As a brief aside, did you know that two of the worst predictors of job success are academic qualifications followed closely by whether a candidate has performed a similar role in a different organization? Just think about the implications of that — the worst predictors of success are qualifications and experience! When you then realize that these two things are precisely what job adverts ask for, and that they are mirrored by what candidates supply on their resumes, it’s enough to revolutionize the entire recruitment industry. And what is the best predictor of success? Put simply, it’s whether the candidate already works for the organization but perhaps in a different role. If we stop to think why, it’s probably to do with things like understanding company culture, familiarity with processes, existing personal relationships, familiarity with mission statements, and so on.

That’s probably a subject for another blog, so I should get back to my point. The idea is that if we can annotate or link opportunities to the skills required, then we ease the internal mobility and reduce friction immensely. And I’m not just talking about formal jobs — we can even include things such as volunteering, community initiatives, short-term projects and secondments, participation in focus groups and steering committees, and even social activities. The list of opportunity types goes on, but the key point is that we can define participation by the skills required to be effective. And then employees can find those opportunities which match the skills they possess.
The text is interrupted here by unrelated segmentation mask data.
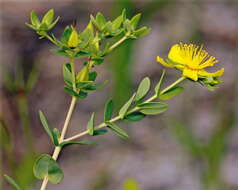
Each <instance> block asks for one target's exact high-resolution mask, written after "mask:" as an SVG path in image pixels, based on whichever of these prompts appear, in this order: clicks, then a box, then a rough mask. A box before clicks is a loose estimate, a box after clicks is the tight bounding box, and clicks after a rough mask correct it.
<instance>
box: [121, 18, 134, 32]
mask: <svg viewBox="0 0 238 190" xmlns="http://www.w3.org/2000/svg"><path fill="white" fill-rule="evenodd" d="M123 27H124V29H125V30H126V31H127V32H129V33H131V32H132V31H133V27H132V26H131V23H130V20H128V19H126V20H125V21H124V23H123Z"/></svg>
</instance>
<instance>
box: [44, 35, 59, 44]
mask: <svg viewBox="0 0 238 190" xmlns="http://www.w3.org/2000/svg"><path fill="white" fill-rule="evenodd" d="M44 36H45V37H46V38H47V39H48V40H50V41H51V42H52V43H53V44H55V45H56V46H58V45H59V44H58V43H57V42H56V41H55V40H54V39H53V38H52V37H51V36H49V34H47V33H46V34H45V35H44Z"/></svg>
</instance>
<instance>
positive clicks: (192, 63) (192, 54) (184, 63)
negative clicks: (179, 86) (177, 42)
mask: <svg viewBox="0 0 238 190" xmlns="http://www.w3.org/2000/svg"><path fill="white" fill-rule="evenodd" d="M157 61H158V62H159V63H161V64H162V65H164V66H166V67H171V68H176V69H179V70H181V71H182V72H183V76H184V77H187V78H190V79H192V80H194V81H197V80H198V79H199V78H207V77H219V76H221V75H223V73H224V68H222V69H220V70H218V71H216V72H214V73H209V72H207V71H206V70H205V68H207V67H212V66H214V65H215V64H216V63H217V62H218V61H217V60H216V58H215V57H212V56H210V55H209V54H208V53H207V51H205V50H204V49H203V47H202V46H197V45H194V44H184V43H179V44H175V45H173V46H172V48H171V49H170V52H169V55H168V60H166V61H165V60H164V59H163V58H161V57H159V56H157Z"/></svg>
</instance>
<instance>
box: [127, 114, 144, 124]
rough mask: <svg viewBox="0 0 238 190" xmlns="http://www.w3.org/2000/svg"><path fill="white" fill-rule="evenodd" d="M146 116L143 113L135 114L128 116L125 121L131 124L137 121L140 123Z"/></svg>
mask: <svg viewBox="0 0 238 190" xmlns="http://www.w3.org/2000/svg"><path fill="white" fill-rule="evenodd" d="M145 116H146V115H145V114H143V113H141V112H134V113H131V114H129V115H126V116H125V117H124V120H127V121H130V122H135V121H140V120H142V119H144V118H145Z"/></svg>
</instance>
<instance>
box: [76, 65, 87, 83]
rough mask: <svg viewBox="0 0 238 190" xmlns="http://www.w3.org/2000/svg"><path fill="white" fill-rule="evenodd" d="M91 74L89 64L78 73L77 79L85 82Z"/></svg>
mask: <svg viewBox="0 0 238 190" xmlns="http://www.w3.org/2000/svg"><path fill="white" fill-rule="evenodd" d="M88 76H89V64H87V65H85V66H84V67H83V68H82V69H81V71H80V72H79V73H78V74H77V77H76V80H77V82H85V81H88Z"/></svg>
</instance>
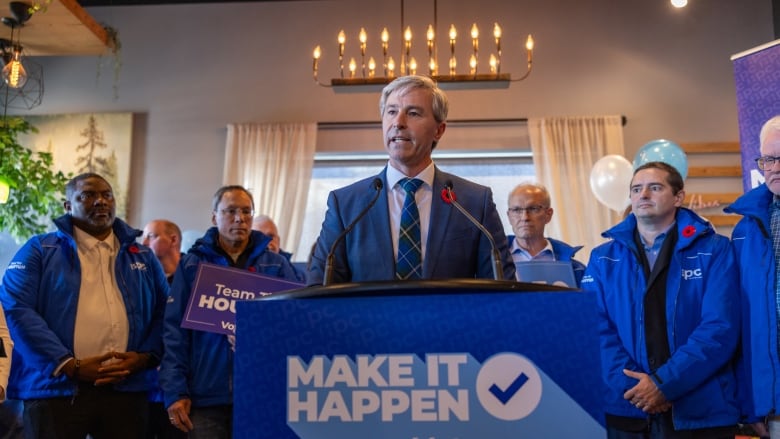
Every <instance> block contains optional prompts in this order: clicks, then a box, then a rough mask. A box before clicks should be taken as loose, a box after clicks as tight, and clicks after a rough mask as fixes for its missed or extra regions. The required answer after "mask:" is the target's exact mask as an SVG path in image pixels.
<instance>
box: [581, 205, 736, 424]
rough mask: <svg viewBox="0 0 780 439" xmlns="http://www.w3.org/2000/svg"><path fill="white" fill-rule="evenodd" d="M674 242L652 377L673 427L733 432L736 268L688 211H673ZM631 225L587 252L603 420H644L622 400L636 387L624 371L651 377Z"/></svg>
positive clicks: (734, 423)
mask: <svg viewBox="0 0 780 439" xmlns="http://www.w3.org/2000/svg"><path fill="white" fill-rule="evenodd" d="M675 227H676V228H677V234H678V240H677V243H676V245H675V248H674V251H673V254H672V256H671V261H670V265H669V272H668V277H667V282H666V321H667V325H668V326H667V337H668V340H669V348H670V351H671V357H670V359H669V360H668V361H667V362H666V363H665V364H664V365H663V366H661V367H659V368H658V369H657V370H655V374H654V375H652V377H653V380H654V381H655V383H656V385H657V386H658V388H659V389H660V390H661V392H662V393H663V394H664V396H665V397H666V399H667V400H669V401H670V402H672V415H673V419H674V426H675V428H677V429H698V428H707V427H718V426H727V425H734V424H736V423H737V421H738V418H739V408H738V403H737V394H736V392H737V389H736V379H735V376H734V371H733V359H734V355H735V350H736V348H737V344H738V340H739V319H740V316H739V291H738V282H739V279H738V276H737V271H736V270H737V268H736V260H735V257H734V251H733V249H732V247H731V243H730V242H729V240H728V238H726V237H725V236H721V235H718V234H716V233H715V231H714V229H713V228H712V225H711V224H710V223H709V222H707V221H706V220H704V219H703V218H701V217H699V216H698V215H696V214H695V213H694V212H693V211H690V210H688V209H685V208H680V209H678V212H677V222H676V224H675ZM635 229H636V217H634V215H629V217H628V218H626V219H625V220H624V221H623V222H621V223H619V224H617V225H616V226H614V227H613V228H611V229H609V230H607V231H606V232H604V233H603V236H604V237H606V238H612V241H609V242H607V243H605V244H602V245H600V246H598V247H596V249H594V250H593V252H592V253H591V257H590V262H589V263H588V267H587V269H586V270H585V276H584V277H583V279H582V288H583V289H584V290H586V291H593V292H595V293H596V294H597V300H596V302H597V305H598V312H599V316H600V319H599V320H600V322H599V338H600V345H601V361H602V376H603V378H604V381H605V382H606V384H607V391H606V396H605V412H606V413H609V414H612V415H617V416H626V417H633V418H645V417H646V414H645V413H644V412H642V411H641V410H639V409H637V408H636V407H634V406H633V405H632V404H631V403H629V402H628V401H627V400H625V399H623V393H624V392H625V391H626V390H628V389H630V388H632V387H633V386H635V385H636V383H637V382H638V381H637V380H636V379H634V378H630V377H628V376H626V375H625V374H623V369H629V370H634V371H639V372H644V373H647V374H651V373H652V372H653V370H651V369H650V366H649V364H648V358H647V351H646V348H645V346H646V339H645V325H644V305H643V303H644V301H643V299H644V295H645V288H646V283H647V282H646V279H645V274H644V270H643V269H642V267H641V263H640V262H639V260H638V259H637V254H638V253H637V252H638V251H643V250H641V249H637V248H636V245H635V243H634V238H633V236H634V230H635Z"/></svg>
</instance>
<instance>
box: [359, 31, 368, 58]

In summary for this blog post, it’s likely that most organizations require a mixed top-down and bottom-up approach to skills if they are to progress, and if they are to avoid the existential problems around HR and L&D.

Indeed, when done effectively, you can use the analytics generated to attain a holistic view (or even detailed view) of your workforce, and you can use that to plan training, upskilling, cross-skilling, recruitment, and so on.

When you have interactions between employees, roles, opportunities, goals, career pathways, mentors, training, and more, then you will find that you truly have a skills operating system.